Todo esto tiene mucho sentido. Aun así, me sorprende que tenga que perder la cabeza en busca de direcciones. ¿No debería dirigir el director? La descripción del puesto está en el título. “Sí, bueno, hago esa pregunta porque hay directores que tienen demasiado miedo de comunicarse con sus actores”, dice. “Espero no ser uno de los que dan miedo. Pero conozco algunos actores de primer nivel donde el director dice: ‘No me corresponde a mí decirte qué hacer’ y no dice nada durante toda la película. Eso es algo de lo que Hollywood suele ser culpable: el actor es el rey. Tal vez el rey sea una mala analogía. Pero el director siempre debe ser el cabeza de familia. Me preocupa que a algunos directores no se les permita hablar con sus actores. Y me preocupa que algunos actores crean que el director no tiene nada que hacer. hacer algo más que preparar las tomas.

En otras palabras, la gente necesita comunicarse más. “Absolutamente”, dijo. “¿Y de qué sirve ser director si no hablas con tus actores?”

Después de trabajar tan duro para terminar Train Dreams, Edgerton y Bentley son libres de sentarse y disfrutar de los aplausos. La película obtuvo excelentes críticas y fue considerada candidata al Oscar. El veterano director Paul Schrader Hace poco lo llamé “un sueño” y “una película diseñada para envolverte”, aunque también la llamó erróneamente “Traffic Dreams”, sugiriendo que a la campaña publicitaria aún le queda camino por recorrer. Pero si algo nos dice Train Dreams es que la vida es corta y el éxito fugaz. Grainier, por ejemplo, pasa sus días talando abetos gigantes de 500 años de antigüedad sólo para ver sus caballetes de madera reemplazados por otros de acero. Todo logro humano corre el riesgo de desvanecerse y ser olvidado. Esto se aplica a los ferrocarriles y a las familias, así como al cine.
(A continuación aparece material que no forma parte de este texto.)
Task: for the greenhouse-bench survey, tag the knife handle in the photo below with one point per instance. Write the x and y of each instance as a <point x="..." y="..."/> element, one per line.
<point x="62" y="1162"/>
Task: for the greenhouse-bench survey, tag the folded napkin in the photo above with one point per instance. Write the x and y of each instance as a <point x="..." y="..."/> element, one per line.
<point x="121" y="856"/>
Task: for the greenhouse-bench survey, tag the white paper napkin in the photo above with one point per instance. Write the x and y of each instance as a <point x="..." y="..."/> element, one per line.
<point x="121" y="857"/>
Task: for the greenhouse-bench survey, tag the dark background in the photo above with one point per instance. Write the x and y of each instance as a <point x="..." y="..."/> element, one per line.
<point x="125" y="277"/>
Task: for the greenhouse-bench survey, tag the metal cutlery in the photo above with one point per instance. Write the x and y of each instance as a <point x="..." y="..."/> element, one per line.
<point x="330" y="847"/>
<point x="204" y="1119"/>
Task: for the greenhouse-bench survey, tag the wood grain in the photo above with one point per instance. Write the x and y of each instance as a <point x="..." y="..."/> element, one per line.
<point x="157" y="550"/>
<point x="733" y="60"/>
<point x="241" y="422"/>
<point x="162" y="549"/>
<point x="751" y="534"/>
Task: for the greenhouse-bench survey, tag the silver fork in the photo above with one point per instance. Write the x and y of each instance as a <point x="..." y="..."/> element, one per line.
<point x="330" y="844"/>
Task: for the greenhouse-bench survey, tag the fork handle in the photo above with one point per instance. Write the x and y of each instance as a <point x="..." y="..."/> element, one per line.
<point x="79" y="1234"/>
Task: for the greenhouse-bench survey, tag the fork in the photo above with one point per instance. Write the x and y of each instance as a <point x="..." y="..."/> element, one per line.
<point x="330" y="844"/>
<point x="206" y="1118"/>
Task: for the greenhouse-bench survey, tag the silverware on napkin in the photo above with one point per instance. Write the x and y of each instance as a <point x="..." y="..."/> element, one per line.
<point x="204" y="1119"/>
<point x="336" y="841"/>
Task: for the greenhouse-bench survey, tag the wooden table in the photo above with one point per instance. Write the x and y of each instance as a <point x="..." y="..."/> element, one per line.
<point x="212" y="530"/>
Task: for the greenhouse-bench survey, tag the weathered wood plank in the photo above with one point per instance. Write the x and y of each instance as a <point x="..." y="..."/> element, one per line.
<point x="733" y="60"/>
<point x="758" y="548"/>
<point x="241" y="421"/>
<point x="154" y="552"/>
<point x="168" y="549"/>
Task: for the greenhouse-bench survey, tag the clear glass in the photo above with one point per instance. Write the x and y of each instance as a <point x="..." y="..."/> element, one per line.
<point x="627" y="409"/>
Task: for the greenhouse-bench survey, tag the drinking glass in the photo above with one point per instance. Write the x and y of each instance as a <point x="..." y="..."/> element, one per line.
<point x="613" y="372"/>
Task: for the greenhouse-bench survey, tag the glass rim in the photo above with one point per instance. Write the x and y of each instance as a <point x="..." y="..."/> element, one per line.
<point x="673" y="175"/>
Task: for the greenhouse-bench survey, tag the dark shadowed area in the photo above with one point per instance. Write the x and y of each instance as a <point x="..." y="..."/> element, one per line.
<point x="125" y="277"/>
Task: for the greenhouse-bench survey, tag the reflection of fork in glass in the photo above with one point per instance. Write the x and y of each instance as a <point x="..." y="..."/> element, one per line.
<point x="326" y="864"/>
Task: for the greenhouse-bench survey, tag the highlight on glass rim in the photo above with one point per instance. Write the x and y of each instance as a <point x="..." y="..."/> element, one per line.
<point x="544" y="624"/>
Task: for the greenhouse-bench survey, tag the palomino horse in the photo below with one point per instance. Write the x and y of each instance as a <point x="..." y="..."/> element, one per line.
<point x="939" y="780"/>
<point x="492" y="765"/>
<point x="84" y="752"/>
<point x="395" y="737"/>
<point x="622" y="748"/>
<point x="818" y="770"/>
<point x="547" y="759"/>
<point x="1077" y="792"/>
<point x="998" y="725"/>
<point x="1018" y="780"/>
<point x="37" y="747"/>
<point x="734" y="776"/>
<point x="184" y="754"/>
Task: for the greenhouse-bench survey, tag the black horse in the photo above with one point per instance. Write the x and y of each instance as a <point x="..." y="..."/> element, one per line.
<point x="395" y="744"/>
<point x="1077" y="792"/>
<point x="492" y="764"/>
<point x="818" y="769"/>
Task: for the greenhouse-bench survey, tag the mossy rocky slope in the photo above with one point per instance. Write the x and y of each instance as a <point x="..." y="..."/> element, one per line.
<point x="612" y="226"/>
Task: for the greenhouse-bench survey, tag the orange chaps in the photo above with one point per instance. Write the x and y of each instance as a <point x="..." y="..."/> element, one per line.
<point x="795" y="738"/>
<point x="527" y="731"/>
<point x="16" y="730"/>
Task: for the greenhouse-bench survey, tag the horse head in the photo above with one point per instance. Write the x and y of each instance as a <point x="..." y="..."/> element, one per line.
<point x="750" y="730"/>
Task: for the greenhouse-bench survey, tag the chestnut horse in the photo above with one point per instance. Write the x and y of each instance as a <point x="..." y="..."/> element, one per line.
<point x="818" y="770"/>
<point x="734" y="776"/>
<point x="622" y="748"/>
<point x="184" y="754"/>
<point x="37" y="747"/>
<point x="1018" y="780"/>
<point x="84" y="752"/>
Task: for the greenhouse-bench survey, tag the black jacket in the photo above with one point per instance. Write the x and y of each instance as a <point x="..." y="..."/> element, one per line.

“El personaje era no verbal”… Con Ruth Negga en Amar (2016). Foto: Funciones de enfoque/Allstar

Edgerton asiente. “Una de las razones por las que me encanta trabajar en el cine es que crees que una película vivirá para siempre. Esta fue una película hecha por personas reales en el bosque. La naturaleza viva de todo, la realidad de todo, se preserva. Mi sueño es que se convierta en algo como la fabricación de botas personalizadas o vinilo, y que los humanos siempre quieran interactuar con cosas hechas por el hombre. Pero quién sabe, tal vez no. Porque ahora puedes crear el bosque en una computadora portátil. Puedes hacer una película completa a partir de ceros y unos.

Es trágico, por supuesto, pero también hace que el trabajo sea más valioso. Dice: “Probablemente algún día veamos la última película analógica. Y no lo sabremos hasta que ya esté disponible”.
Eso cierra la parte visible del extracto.